Côté qualité : les tests Ruff/Black sont au vert, 9 tests (unitaires, intégration, contrat) passent avec succès et l’OpenAPI est conforme. Côté Ops, la génération automatique a bien intégré les essentiels (README, Compose, Quickstart). Le volume /data pour la session Telegram est opérationnel et les erreurs HTTP sont correctement mappées.

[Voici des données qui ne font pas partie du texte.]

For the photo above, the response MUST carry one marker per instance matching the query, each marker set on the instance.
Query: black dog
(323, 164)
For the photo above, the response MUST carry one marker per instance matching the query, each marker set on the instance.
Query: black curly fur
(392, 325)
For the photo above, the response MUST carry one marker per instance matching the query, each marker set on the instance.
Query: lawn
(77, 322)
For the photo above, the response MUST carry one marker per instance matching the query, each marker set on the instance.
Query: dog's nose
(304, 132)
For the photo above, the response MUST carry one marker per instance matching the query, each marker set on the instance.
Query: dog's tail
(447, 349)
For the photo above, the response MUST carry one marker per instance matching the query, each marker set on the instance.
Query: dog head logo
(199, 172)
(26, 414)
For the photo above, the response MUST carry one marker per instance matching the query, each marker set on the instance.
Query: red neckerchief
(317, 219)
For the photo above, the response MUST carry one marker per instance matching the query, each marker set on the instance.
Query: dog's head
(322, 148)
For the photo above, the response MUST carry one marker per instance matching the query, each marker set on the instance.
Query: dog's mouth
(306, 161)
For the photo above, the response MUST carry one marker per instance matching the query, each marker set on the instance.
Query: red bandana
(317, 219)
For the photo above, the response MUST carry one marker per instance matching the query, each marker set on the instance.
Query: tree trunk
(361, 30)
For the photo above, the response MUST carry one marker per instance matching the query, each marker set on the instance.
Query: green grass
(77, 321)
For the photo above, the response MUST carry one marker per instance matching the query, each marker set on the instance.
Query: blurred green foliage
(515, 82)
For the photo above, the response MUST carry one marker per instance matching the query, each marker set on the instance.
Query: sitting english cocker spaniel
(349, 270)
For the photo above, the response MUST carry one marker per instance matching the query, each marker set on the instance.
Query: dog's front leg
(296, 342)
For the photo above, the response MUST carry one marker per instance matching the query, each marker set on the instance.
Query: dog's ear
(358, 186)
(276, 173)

J’ai même ajouté quelques tests de sécurité en CI, configurés pour tourner quotidiennement. Un code généré qui n’évolue plus accumule vite de la dette.
Verdict
Au-delà des spécifications, je remarque que je deviens moins strict sur la « beauté » pure du code. J’exige un contrôle total sur les tests et les garde-fous, mais tant que le code fonctionne, son élégance m’importe moins. C’est une tendance qui devrait s’accentuer : le craftsmanship va évoluer vers la maintenabilité des spécifications plutôt que celle du code lui-même, tant ce dernier peut être réécrit rapidement.
Attention toutefois à la charge mentale : on effectue une code review permanente sur un outil auquel on accorde, par définition, une confiance limitée. C’est un exercice qui demande une concentration soutenue.